Priti Patel, the home secretary, is receiving a barrage of abuse.
Labour’s John McDonnell has pronounced that he cannot see how Patel could carry on. He raised the possibility that she might be in some way “suspended”.
It seems to have slipped the shadow chancellor’s mind that he himself was keen to carry out a purge of economists in the Treasury and Bank of England if Labour had won the election. The officials which remained would have required “re-educating”.
But right now it doesn’t really matter what Labour thinks. The salient point about the criticism of Patel is that it is coming from the serried ranks of the metropolitan liberal elite. The Guardian newspaper has been in a total lather. The BBC’s coverage has hardly been impartial.
This group see Rutnam as one of their own: a professional expert, conscientiously going about his business. Naturally, they regard his actions as sound, carried out in the interests of the nation as a whole.

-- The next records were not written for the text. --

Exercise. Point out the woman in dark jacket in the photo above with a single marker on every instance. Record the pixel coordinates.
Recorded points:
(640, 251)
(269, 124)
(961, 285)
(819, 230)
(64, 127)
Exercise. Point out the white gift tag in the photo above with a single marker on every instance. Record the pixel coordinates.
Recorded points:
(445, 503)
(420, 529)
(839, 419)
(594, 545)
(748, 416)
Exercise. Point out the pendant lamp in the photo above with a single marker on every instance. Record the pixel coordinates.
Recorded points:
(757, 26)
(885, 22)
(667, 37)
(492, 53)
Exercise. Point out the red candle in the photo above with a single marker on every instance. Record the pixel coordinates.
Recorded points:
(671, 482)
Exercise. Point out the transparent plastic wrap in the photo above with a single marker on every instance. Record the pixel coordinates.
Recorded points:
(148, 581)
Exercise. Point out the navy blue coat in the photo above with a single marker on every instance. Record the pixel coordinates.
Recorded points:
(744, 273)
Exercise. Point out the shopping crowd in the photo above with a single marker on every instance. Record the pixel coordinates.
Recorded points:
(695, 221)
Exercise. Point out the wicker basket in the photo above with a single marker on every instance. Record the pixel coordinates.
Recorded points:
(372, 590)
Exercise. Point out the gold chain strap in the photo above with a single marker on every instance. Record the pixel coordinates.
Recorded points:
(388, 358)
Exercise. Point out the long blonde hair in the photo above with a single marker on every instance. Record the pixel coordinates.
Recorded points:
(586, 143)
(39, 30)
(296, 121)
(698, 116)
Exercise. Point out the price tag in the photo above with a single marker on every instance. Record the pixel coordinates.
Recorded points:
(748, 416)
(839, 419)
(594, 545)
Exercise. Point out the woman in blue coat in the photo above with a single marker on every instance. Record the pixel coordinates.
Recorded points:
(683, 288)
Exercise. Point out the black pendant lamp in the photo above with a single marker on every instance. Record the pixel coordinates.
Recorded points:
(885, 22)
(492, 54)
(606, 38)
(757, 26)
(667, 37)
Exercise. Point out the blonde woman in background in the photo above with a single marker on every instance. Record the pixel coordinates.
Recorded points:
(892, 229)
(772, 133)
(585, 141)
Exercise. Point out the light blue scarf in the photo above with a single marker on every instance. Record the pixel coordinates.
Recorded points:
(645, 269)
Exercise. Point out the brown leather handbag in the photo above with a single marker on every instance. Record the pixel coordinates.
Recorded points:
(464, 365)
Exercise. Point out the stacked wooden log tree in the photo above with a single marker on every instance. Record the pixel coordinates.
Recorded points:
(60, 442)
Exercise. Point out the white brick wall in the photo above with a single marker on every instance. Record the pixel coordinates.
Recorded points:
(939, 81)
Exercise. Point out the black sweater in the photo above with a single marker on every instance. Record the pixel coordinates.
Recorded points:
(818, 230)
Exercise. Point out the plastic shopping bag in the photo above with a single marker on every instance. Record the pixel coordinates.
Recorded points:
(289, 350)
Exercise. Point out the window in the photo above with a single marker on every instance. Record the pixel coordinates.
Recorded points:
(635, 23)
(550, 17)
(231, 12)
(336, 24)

An important part of economic theory takes a completely different view of the motivations of bureaucrats. James Buchanan was awarded the Nobel Prize in 1986 for his work in developing what is called “public choice theory”.
Public choice economics rejects the idea that bureaucrats act in a disinterested, objective way. They are no less selfish than the rest of us. Their primary motivation is not to serve the public, it is to further the interests both of themselves as individuals and of the bureaucracy as a whole.
The Home Office itself provides many examples which support this view. When tasked by ministers with deporting those without correct documentation, the bureaucrats did not try to track down, say, Albanian drug dealers. Instead, they minimised effort to themselves, identifying people who had lived here for decades but whose paperwork was not quite in order. The result was the Windrush scandal.
Some 20 years ago, I was involved in a project on crime for Charles Clarke when he was home secretary under Tony Blair. I discovered an influential group in the Home Office who believed that the number of criminal offences actually carried out was more or less constant from year to year.
It may have appeared from the data that there had been a huge increase in crime since the Second World War. On the contrary (according to these officials), this merely reflected changes in the propensity to report crimes. The actual level of crime, they purported, was the same in 2000 as it had been in 1950.
I was impressed by the brilliance of this hypothesis. It meant that no bureaucrat could ever be criticised for failing to control crime.
Of course, the view that people always act purely in their own self-interest is rarely completely true. There will be a mix of motivations at play. But in clashes between politicians and the bureaucracy, it is essential for democracy that the former win.